Trade Agreements

(asked on 21st June 2018) - View Source

Question to the Department for International Trade:

To ask the Secretary of State for International Trade, which countries with which the UK has an international trade agreement in its capacity as a member state of the EU include provisions on protection against discrimination.


Answered by
George Hollingbery Portrait
George Hollingbery
This question was answered on 29th June 2018

All EU free trade agreements (FTA) signed since the EU-South Korea FTA (2009) have contained a trade and sustainable development chapter. These chapters include reference to the International Labour Organization (ILO) fundamental conventions which, amongst other things, provide for the elimination of discrimination at work. Other trade agreements which contain these provisions are Georgia (2014), Moldova (2014) and Ukraine (2014), Canada (provisionally applied since 2017), and recently negotiated but yet to be applied agreements with Japan, Singapore and Vietnam. All Economic Partnership Agreements signed with developing countries also reference these conventions.
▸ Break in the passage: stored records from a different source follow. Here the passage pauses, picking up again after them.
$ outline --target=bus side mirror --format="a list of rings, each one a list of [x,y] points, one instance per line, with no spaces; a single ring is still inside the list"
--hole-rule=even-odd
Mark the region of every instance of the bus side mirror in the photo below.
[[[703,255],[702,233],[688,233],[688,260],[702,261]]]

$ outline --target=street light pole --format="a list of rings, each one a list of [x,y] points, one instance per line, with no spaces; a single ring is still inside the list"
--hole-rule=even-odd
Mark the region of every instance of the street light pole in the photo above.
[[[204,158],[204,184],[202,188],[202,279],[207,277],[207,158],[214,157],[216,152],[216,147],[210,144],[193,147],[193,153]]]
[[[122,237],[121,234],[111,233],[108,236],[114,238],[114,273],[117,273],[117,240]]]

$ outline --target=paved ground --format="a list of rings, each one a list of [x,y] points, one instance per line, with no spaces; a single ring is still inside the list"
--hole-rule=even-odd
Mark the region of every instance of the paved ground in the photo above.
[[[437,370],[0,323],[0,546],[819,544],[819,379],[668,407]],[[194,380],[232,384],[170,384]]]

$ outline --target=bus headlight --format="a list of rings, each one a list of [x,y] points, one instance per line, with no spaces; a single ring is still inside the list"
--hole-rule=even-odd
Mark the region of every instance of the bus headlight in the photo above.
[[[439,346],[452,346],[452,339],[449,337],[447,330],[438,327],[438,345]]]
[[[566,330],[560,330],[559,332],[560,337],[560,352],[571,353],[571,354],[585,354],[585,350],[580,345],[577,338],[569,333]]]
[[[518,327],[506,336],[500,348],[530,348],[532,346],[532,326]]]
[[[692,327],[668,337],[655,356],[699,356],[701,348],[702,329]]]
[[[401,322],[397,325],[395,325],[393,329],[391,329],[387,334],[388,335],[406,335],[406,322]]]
The Government is committed to ensuring continuity for our existing EU trade agreements as we leave the European Union. Under the terms of the draft Withdrawal Agreement, the UK is to be treated as a Member State for the purposes of international agreements for the duration of the Implementation Period.

This provides certainty and confidence that there will be no disruption to existing relationships underpinned by international agreements as we move into the Implementation Period. Indeed many of our trading partners have already issued public statements in support of it.